Wilson Roeli Solis-Lopez, a native and citizen of Guatemala, petitions for
review of the Board of Immigration Appeals’ (“BIA”) order dismissing his appeal
from an immigration judge’s (“IJ”) decision denying his applications for asylum,
withholding of removal, and relief under the Convention Against Torture (“CAT”).
Our jurisdiction is governed by 8 U.S.C. § 1252. We review de novo questions of
*
This disposition is not appropriate for publication and is not precedent
except as provided by Ninth Circuit Rule 36-3.
**
The panel unanimously concludes this case is suitable for decision
without oral argument. See Fed. R. App. P. 34(a)(2).
law, Cerezo v. Mukasey, 512 F.3d 1163, 1166 (9th Cir. 2008), except to the extent
that deference is owed to the BIA’s interpretation of the governing statutes and
regulations, Simeonov v. Ashcroft, 371 F.3d 532, 535 (9th Cir. 2004). We review
for substantial evidence the agency’s factual findings. Garcia-Milian v. Holder,
755 F.3d 1026, 1031 (9th Cir. 2014)). We denied in part and dismissed in part the
petition for review.
The BIA did not err in declining to consider Solis-Lopez’s arguments
regarding family as a social group that were raised for the first time to the BIA.
See Honcharov v. Barr, 924 F.3d 1293, 1297 (9th Cir. 2019) (BIA did not err in
declining to consider argument raised for the first time on appeal); Matter of W-Y-
C- & H-O-B-, 27 I. & N. Dec. 189, 190-91 (BIA 2018) (where the IJ did not have
an opportunity to make relevant factual findings, the BIA cannot do so in the first
instance on appeal).
Substantial evidence supports the agency’s determination that Solis-Lopez
failed to establish that his past harm rose to the level of persecution. See Lim v.
INS, 224 F.3d 929, 936 (9th Cir. 2000) (persecution is an “extreme concept” that
includes the “infliction of suffering or harm”). We lack jurisdiction to consider
Solis-Lopez’s contention as to psychological harm because he failed to raise it
before the BIA. See Barron v.
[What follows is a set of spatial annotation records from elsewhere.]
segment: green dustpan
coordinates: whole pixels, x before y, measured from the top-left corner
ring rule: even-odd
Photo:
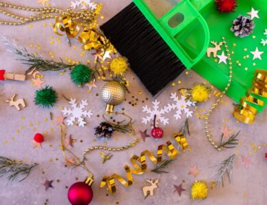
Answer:
[[[155,15],[144,0],[133,1],[187,68],[191,68],[203,58],[209,43],[209,31],[206,21],[190,0],[181,1],[161,18]],[[177,20],[177,23],[172,25],[172,20]],[[190,32],[192,25],[197,25],[202,31],[200,36],[194,36],[199,45],[196,53],[188,52],[182,45],[184,42],[182,43],[181,38],[181,33]]]
[[[210,40],[221,42],[221,38],[225,37],[230,51],[234,52],[231,56],[233,64],[233,83],[227,94],[238,102],[242,97],[246,96],[246,92],[251,87],[255,70],[256,69],[267,70],[266,65],[267,46],[264,47],[260,43],[262,39],[267,38],[264,35],[264,30],[267,29],[266,2],[264,0],[238,1],[238,5],[235,12],[224,14],[220,14],[216,10],[214,1],[190,0],[190,2],[205,19],[210,31]],[[251,10],[252,7],[256,10],[259,10],[259,16],[260,17],[259,19],[253,19],[255,24],[253,33],[244,38],[236,38],[230,31],[232,21],[240,14],[249,16],[247,12]],[[202,31],[197,26],[192,27],[191,29],[194,35],[191,34],[184,37],[181,43],[188,53],[196,54],[195,51],[199,49],[199,45],[194,42],[193,36],[201,35]],[[181,36],[184,36],[183,32],[181,33]],[[190,38],[192,41],[188,43]],[[186,43],[183,44],[183,42],[186,42]],[[211,44],[210,46],[212,47],[212,45]],[[258,47],[259,51],[264,52],[262,55],[262,60],[253,60],[253,55],[251,51],[255,51],[256,47]],[[220,53],[218,53],[220,54]],[[249,57],[244,59],[244,56],[246,55],[249,55]],[[214,62],[214,59],[215,58],[208,58],[205,55],[192,68],[214,86],[223,90],[228,82],[229,66],[223,64],[218,64]],[[262,98],[262,100],[265,101],[265,106],[255,107],[259,112],[263,111],[267,103],[266,98]],[[251,105],[253,106],[253,105]]]

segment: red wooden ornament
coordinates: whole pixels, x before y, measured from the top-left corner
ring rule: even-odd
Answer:
[[[0,81],[5,81],[5,77],[3,77],[5,72],[5,70],[0,70]]]
[[[44,141],[44,136],[42,134],[40,134],[40,133],[36,133],[34,135],[34,139],[37,143],[42,143],[42,142],[43,142]]]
Ashcroft, 358 F.3d 674, 677-78 (9th Cir. 2004)
(court lacks jurisdiction to review claims not presented to the agency).
2 15-72998
In his opening brief, Solis-Lopez does not challenge the BIA’s findings that
his gang-related social groups were not cognizable. See Corro-Barragan v.
Holder, 718 F.3d 1174, 1177 n.5 (9th Cir. 2013) (failure to contest issue in opening
brief resulted in waiver).
Thus, Solis-Lopez’s asylum and withholding of removal claims fail.
In light of this disposition, we do not reach Solis-Lopez’s remaining
contentions regarding his asylum and withholding of removal claims. See
Simeonov v. Ashcroft, 371 F.3d 532, 538 (9th Cir. 2004) (courts and agencies are
not required to decide issues unnecessary to the results they reach).
Substantial evidence supports the agency’s denial of CAT relief because
Solis-Lopez failed to show it is more likely than not that he would be tortured by
or with the consent or acquiescence of the government if returned to Guatemala.
Garcia-Milian v.Holder, 755 F.3d 1026, 1033-35 (concluding that petitioner did
not establish the necessary state action for CAT relief); see also Delgado-Ortiz v.
Holder, 600 F.3d 1148, 1152 (9th Cir. 2010) (generalized evidence of violence and
crime in Mexico was not particular to the petitioner and insufficient to establish
eligibility for CAT relief).
PETITION FOR REVIEW DENIED in part; DISMISSED in part.